Chef is new and has default support for AWS / EC2. We use Chef extensively for managing our infrastructure in AWS. Chef provide a lot of readily available cookbooks ( recipes / roles ) for LAMP, JAVA app, Cassandra, Hadoop, Nagios etc which can be used readily ( or with minimum customization ) to automate the infrastructure setup and configuration. Chef also comes with a tool called Chef-deploy for automating deployment of code.

So using Chef along with tools like Hudson / Cruisecontrol, you can automate the entire setup from infrastructure setup to configuration management to building, deployment and testing of your application.

 

Performance

To improve performance you can implement the following:

(i)Use caching mechanisms like Memcache(DB scaling) / aiCache / Varnish.

(ii)CDN ( Content Delivery Network ) is a must if you want to provide better end-user response time. There are lot of CDN providers but we recommend AWS CloudFront or Akamai for serving static files and images. For start-up and small business, CDN might be costly but as your target audience grows larger and becomes more global, a CDN is necessary to achieve fast response times.

 

Monitoring & Alert

For monitoring, go for open source monitoring tools along with a SaaS based monitoring application.

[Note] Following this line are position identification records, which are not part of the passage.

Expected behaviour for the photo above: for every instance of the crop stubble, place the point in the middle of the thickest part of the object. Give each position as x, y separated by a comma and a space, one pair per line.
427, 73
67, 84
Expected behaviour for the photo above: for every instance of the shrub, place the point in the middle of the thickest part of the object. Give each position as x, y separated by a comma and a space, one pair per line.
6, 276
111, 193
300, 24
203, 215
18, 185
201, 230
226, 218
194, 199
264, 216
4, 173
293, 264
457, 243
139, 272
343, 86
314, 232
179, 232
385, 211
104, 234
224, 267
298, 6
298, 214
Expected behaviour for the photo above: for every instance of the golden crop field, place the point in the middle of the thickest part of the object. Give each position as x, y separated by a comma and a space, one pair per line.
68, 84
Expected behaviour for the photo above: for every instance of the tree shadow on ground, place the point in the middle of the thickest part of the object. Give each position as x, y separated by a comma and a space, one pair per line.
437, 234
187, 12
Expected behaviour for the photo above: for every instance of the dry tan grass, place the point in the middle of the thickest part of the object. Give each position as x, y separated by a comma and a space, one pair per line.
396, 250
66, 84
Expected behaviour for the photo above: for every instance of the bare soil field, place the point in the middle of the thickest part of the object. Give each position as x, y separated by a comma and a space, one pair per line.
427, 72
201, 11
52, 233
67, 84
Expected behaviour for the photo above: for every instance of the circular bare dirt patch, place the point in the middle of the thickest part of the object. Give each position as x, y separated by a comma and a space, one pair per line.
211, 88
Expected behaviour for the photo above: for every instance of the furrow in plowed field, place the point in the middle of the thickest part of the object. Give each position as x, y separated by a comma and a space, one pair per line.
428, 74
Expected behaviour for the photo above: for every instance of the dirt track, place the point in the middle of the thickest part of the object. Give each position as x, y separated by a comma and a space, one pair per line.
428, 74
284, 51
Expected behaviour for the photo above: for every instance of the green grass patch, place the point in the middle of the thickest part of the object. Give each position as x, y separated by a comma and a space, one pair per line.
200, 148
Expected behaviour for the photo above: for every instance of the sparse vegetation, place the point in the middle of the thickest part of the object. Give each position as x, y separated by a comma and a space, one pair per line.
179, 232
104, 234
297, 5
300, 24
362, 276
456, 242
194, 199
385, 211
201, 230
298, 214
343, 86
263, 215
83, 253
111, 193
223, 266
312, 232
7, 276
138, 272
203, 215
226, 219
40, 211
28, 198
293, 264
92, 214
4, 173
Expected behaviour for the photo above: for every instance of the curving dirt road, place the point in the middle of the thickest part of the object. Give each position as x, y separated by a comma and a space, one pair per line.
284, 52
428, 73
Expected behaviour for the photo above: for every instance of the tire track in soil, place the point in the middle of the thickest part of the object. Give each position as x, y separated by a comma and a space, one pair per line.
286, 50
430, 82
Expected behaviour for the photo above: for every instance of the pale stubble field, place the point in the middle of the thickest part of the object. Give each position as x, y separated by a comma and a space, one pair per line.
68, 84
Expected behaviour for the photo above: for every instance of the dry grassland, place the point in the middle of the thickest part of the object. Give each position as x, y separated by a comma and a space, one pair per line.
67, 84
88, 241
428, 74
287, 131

(i)There are lot of free and open source option available in the market – Nagios, Zenoss,Zabbix etc. This can be automated with Chef in such a way that when a new server is launched in to the cluster, it will be automatically added to the Nagios list of monitored servers.

(ii)You can also use excellent SaaS based monitoring apps like Pingdom, mon.itor.us, site24x7.com etc for monitoring and alerting via email, SMS or Twitter.

(iii)Custom scripts or tools like Munin & Monit for monitoring and restarting services if it crashes.

 

Backup

You can keep copies of code in an S3 Bucket and sync it with tools like s3sync with every update. For DB Backup, in addition to automated RDS Backup, you can take periodical standard DB backups using mysqldump and store it in S3 bucket.You can also use EBS volumes for keeping replica of code and DB Backup with periodical snapshots to S3.

An important thing to note about S3 storage is it is only a Highly available Storage System. It is not backed up automatically. That means if you delete anything manually from s3, it will be forever gone unless you have manually backed it up with multiple copies in S3. So make sure that you have enough backups available in S3.